L’ancien président ressasse ses critiques contre les magistrats. Il assure même qu’on lui reprocherait « de ne pas être de gauche », une phrase qui laisse perplexe. Il attaque aussi Mediapart, à l’origine des enquêtes sur le financement libyen de sa campagne. Rien de très surprenant. On retrouve ici les thèmes qu’il martèle depuis des années, sans nuance, sans distance.
Sarkozy se plaint par ailleurs de ses conditions de détention. Il évoque la solitude, les fouilles, l’absence d’intimité. Il parle des autres détenus, presque comme s’il découvrait un univers dont les Français savent pourtant déjà l’essentiel : la prison abîme, parfois brutalement, la dignité de ceux qui y vivent. La vraie punition, au-delà de la privation de liberté, est là. Cette description, que des associations répètent depuis longtemps, n’apprend rien non plus.
Une opération politique plus que littéraire
La fin du livre tourne clairement le regard vers son camp politique. Sarkozy appelle à une alliance de « toutes les droites ». Le message n’est pas subtil : il s’agit d’un clin d’œil appuyé au Rassemblement national. Une manière de dire qu’il reste un acteur, qu’il compte encore peser, même s’il ne dit jamais jusqu’où il serait prêt à aller.

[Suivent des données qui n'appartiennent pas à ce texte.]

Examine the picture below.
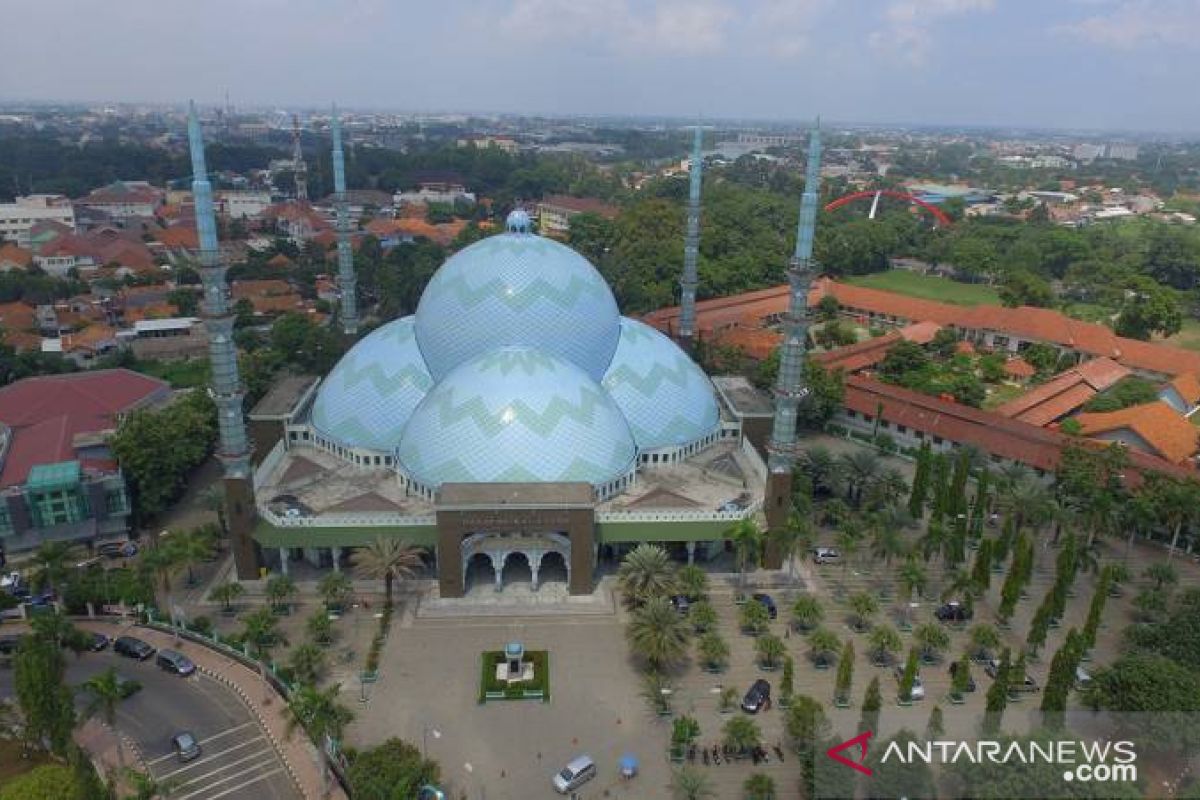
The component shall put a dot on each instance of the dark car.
(768, 602)
(954, 669)
(757, 698)
(132, 648)
(953, 612)
(175, 662)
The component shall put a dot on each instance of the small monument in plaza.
(514, 668)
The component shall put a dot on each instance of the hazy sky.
(1111, 64)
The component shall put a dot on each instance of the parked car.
(918, 687)
(954, 669)
(826, 555)
(681, 603)
(768, 602)
(185, 746)
(757, 697)
(132, 648)
(953, 612)
(175, 662)
(577, 773)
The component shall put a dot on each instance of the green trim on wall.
(268, 535)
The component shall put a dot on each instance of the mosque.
(516, 426)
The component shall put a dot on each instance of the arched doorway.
(479, 573)
(516, 570)
(553, 570)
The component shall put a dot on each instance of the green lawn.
(928, 287)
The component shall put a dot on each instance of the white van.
(576, 774)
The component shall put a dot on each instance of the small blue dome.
(666, 398)
(369, 396)
(520, 415)
(517, 289)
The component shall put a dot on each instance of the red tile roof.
(1164, 429)
(46, 414)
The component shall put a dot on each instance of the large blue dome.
(517, 289)
(521, 415)
(666, 398)
(367, 398)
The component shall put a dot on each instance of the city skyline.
(1109, 65)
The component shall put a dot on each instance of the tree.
(390, 559)
(997, 695)
(863, 606)
(105, 693)
(280, 590)
(45, 699)
(391, 770)
(688, 783)
(658, 633)
(742, 734)
(307, 662)
(335, 588)
(909, 677)
(771, 650)
(845, 673)
(693, 582)
(713, 650)
(883, 643)
(823, 644)
(227, 593)
(931, 639)
(646, 572)
(807, 612)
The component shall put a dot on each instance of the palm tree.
(771, 649)
(823, 644)
(742, 734)
(693, 582)
(689, 783)
(280, 589)
(931, 639)
(984, 638)
(646, 572)
(748, 540)
(658, 633)
(335, 588)
(863, 607)
(319, 627)
(713, 651)
(883, 643)
(259, 632)
(807, 612)
(227, 593)
(307, 662)
(319, 715)
(193, 547)
(390, 559)
(103, 696)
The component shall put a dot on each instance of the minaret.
(790, 389)
(691, 246)
(299, 169)
(346, 278)
(233, 447)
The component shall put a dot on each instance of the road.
(237, 763)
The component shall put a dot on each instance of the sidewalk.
(298, 753)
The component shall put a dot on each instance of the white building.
(246, 204)
(17, 218)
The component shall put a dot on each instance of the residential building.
(17, 218)
(555, 212)
(59, 481)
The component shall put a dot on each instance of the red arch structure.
(942, 220)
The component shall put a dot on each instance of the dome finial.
(519, 222)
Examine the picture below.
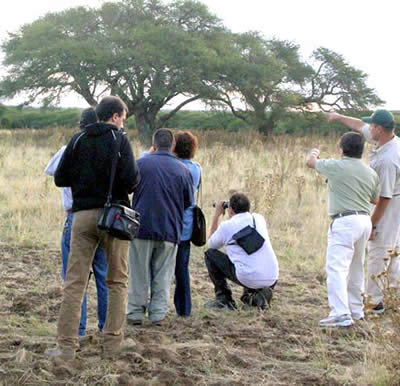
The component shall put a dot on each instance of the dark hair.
(110, 105)
(389, 127)
(239, 203)
(163, 139)
(88, 117)
(186, 144)
(352, 144)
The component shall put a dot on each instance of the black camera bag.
(118, 220)
(249, 239)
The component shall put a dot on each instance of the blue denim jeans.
(182, 297)
(100, 271)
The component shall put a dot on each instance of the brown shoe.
(134, 322)
(159, 322)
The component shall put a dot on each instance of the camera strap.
(233, 242)
(116, 149)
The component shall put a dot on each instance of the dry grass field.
(281, 346)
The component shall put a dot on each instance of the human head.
(186, 144)
(352, 144)
(239, 203)
(88, 117)
(113, 110)
(163, 139)
(381, 123)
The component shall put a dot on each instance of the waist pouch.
(119, 221)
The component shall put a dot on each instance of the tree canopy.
(152, 54)
(265, 79)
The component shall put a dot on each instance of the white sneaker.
(336, 321)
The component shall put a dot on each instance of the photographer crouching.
(249, 260)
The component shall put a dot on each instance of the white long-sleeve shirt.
(260, 269)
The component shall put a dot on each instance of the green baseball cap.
(381, 117)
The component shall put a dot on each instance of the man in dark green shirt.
(352, 187)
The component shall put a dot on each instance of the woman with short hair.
(185, 148)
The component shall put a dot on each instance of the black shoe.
(134, 322)
(219, 304)
(260, 298)
(378, 309)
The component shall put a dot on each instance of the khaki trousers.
(85, 239)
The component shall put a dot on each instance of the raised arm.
(354, 124)
(312, 157)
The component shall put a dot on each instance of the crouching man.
(256, 271)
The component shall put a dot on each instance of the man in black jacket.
(86, 168)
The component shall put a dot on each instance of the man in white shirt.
(257, 272)
(378, 129)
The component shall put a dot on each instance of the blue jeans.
(100, 272)
(182, 297)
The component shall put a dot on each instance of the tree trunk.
(146, 126)
(264, 124)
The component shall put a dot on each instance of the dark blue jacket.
(86, 167)
(163, 193)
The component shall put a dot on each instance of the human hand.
(314, 153)
(219, 208)
(373, 234)
(332, 117)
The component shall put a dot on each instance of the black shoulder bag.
(118, 220)
(199, 234)
(249, 239)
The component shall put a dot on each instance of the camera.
(225, 204)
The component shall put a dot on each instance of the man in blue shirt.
(164, 192)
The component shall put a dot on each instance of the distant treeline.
(293, 123)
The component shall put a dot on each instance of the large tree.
(144, 51)
(266, 79)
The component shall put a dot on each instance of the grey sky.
(364, 32)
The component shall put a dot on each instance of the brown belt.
(349, 213)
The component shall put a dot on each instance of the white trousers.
(388, 236)
(347, 240)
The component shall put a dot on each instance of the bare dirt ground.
(281, 346)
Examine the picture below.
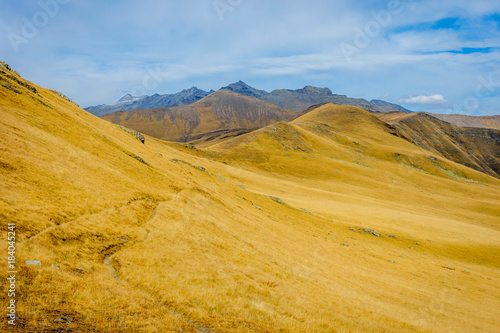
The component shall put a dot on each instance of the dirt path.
(107, 261)
(44, 231)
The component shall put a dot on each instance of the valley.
(331, 220)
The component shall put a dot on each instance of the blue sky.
(438, 56)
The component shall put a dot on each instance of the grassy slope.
(477, 148)
(190, 248)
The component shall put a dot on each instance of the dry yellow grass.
(169, 246)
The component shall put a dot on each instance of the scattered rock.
(371, 232)
(137, 135)
(64, 320)
(276, 199)
(366, 231)
(81, 270)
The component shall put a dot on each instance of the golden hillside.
(222, 110)
(477, 148)
(329, 223)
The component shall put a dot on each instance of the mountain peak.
(244, 89)
(316, 90)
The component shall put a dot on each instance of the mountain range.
(222, 110)
(294, 100)
(333, 220)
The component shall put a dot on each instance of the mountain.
(294, 100)
(390, 107)
(129, 102)
(223, 110)
(241, 87)
(477, 148)
(301, 99)
(331, 222)
(470, 121)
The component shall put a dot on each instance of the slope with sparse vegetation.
(329, 223)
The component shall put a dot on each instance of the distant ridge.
(129, 102)
(295, 100)
(222, 110)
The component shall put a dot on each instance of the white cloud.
(424, 99)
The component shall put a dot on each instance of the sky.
(437, 56)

Depuis samedi, c’est « le week-end Sarkozy ». Toutes les chaînes d’information en continu mettent le livre en Une. Les plateaux débordent de journalistes, de commentateurs, de politologues, tous invités à donner leur avis. Et tous répètent à peu près la même chose : le livre ne révèle rien, mais sa sortie est un événement en soi. On salue la rapidité d’écriture, on applaudit le « témoignage », on interroge ses intentions. Résultat : Sarkozy occupe l’espace, exactement comme il le souhaitait.

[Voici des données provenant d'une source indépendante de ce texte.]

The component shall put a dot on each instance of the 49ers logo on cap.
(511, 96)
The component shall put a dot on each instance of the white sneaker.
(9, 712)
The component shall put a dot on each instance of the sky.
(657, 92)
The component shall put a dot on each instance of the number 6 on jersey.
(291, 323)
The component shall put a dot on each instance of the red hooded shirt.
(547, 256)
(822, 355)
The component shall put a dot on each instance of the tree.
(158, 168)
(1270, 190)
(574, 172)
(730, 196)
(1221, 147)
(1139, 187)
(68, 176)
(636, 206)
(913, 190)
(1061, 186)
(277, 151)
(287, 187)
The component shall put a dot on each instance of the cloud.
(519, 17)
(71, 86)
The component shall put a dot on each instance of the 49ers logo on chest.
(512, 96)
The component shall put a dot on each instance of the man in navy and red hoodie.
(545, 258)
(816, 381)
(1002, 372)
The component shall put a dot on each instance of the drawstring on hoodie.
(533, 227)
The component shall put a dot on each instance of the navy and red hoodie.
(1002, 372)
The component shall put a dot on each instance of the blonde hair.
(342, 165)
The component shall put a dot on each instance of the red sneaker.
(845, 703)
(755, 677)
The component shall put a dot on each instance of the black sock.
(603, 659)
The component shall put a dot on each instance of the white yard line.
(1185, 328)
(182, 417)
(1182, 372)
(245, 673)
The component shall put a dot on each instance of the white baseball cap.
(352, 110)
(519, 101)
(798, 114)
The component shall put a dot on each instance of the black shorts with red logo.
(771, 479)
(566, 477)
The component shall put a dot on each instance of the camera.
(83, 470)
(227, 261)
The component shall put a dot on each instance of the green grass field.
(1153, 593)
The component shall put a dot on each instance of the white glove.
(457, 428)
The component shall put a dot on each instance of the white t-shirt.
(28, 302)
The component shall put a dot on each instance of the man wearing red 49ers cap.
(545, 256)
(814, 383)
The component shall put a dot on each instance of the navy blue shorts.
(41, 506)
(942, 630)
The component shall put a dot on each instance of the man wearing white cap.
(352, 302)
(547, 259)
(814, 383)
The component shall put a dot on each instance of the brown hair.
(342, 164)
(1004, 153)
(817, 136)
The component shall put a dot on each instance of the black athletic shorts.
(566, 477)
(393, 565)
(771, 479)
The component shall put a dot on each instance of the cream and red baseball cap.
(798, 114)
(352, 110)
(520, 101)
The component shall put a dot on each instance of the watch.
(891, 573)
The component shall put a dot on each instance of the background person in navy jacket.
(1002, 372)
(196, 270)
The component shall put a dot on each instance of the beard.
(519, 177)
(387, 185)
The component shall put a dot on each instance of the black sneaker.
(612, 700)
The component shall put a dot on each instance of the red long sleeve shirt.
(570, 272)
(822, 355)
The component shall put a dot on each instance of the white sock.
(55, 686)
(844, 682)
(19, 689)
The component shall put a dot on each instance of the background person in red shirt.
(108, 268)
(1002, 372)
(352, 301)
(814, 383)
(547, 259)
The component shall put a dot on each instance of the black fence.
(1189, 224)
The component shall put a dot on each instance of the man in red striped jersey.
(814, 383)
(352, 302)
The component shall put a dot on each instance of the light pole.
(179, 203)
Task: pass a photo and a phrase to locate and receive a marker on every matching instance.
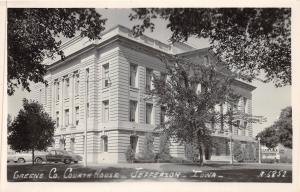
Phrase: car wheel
(67, 161)
(21, 160)
(39, 160)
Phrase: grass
(150, 172)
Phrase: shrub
(249, 152)
(147, 153)
(164, 150)
(238, 153)
(130, 154)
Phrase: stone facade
(101, 87)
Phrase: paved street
(150, 172)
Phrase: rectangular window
(222, 116)
(133, 142)
(245, 105)
(132, 111)
(87, 110)
(206, 60)
(57, 119)
(72, 144)
(162, 114)
(105, 110)
(106, 75)
(198, 89)
(149, 79)
(133, 73)
(77, 115)
(149, 113)
(46, 98)
(87, 72)
(57, 91)
(105, 143)
(67, 87)
(67, 117)
(163, 77)
(76, 84)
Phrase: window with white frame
(132, 111)
(133, 142)
(206, 60)
(72, 144)
(105, 110)
(57, 119)
(57, 91)
(106, 75)
(104, 144)
(77, 115)
(67, 87)
(133, 74)
(67, 117)
(87, 75)
(163, 77)
(162, 114)
(149, 74)
(245, 104)
(77, 84)
(198, 88)
(149, 108)
(87, 110)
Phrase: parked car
(22, 157)
(19, 157)
(57, 155)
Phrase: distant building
(103, 85)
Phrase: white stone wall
(118, 55)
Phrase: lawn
(280, 173)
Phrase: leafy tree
(251, 41)
(32, 129)
(35, 34)
(238, 153)
(188, 111)
(9, 120)
(280, 132)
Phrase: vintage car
(57, 155)
(22, 157)
(19, 157)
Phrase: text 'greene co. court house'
(102, 84)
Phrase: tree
(251, 41)
(32, 129)
(35, 34)
(188, 110)
(9, 120)
(164, 150)
(280, 132)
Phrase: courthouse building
(102, 85)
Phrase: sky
(267, 100)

Dans le monde politique, en revanche, le silence domine. À droite, les réactions sont rares. Comme si chacun voulait simplement laisser passer l’orage, éviter d’alimenter une polémique qui pourrait de nouveau embarrasser, à l’approche d’échéances électorales déjà tendues. On se résigne. On attend que le bruit retombe. On espère refermer au plus vite ce chapitre qui dérange.

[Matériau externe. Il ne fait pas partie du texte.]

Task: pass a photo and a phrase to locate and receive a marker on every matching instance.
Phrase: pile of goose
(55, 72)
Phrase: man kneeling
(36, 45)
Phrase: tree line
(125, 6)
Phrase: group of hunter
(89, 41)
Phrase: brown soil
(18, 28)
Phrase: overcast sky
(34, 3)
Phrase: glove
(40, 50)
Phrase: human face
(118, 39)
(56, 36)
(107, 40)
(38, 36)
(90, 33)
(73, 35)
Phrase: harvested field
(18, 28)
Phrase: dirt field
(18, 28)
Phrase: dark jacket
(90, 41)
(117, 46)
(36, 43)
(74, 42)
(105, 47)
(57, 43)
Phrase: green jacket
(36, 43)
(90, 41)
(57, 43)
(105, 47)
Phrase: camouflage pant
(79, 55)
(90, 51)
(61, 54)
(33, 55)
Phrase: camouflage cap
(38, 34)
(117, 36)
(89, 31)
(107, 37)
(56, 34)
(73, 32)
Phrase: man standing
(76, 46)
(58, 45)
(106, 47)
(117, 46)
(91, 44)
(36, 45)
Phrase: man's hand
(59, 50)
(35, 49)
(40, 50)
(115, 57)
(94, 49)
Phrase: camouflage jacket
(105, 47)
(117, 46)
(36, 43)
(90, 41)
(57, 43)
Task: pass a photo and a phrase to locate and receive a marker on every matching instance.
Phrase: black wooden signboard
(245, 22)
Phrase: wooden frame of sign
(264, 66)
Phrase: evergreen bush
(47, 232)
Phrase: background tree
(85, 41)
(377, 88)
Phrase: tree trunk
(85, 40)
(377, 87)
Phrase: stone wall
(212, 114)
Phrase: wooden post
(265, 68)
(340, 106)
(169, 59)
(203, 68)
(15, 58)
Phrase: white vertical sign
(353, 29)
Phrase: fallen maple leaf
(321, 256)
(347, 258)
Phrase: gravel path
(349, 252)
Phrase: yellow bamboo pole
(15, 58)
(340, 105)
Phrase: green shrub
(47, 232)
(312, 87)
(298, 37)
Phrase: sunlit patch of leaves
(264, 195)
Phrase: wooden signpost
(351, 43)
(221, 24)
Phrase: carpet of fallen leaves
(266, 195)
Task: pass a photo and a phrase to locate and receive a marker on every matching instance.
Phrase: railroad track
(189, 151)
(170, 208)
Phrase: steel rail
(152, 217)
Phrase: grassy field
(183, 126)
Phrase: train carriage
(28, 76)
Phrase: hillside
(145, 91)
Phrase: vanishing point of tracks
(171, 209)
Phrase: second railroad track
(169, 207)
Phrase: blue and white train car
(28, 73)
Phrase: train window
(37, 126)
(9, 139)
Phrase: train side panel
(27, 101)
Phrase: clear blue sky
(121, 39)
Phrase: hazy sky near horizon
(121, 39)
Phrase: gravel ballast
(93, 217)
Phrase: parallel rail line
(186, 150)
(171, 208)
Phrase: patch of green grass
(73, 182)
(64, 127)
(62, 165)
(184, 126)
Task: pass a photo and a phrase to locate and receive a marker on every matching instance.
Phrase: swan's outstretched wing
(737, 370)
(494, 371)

Reste une certitude : Journal d’un prisonnier, en librairie le 10 décembre, n’aura pas marqué l’histoire de l’édition. Mais il aura offert à Nicolas Sarkozy exactement ce dont il avait besoin : une présence, une lumière, une respiration. Une manière de prouver qu’il est encore là – même si personne ne sait vraiment pour dire quoi.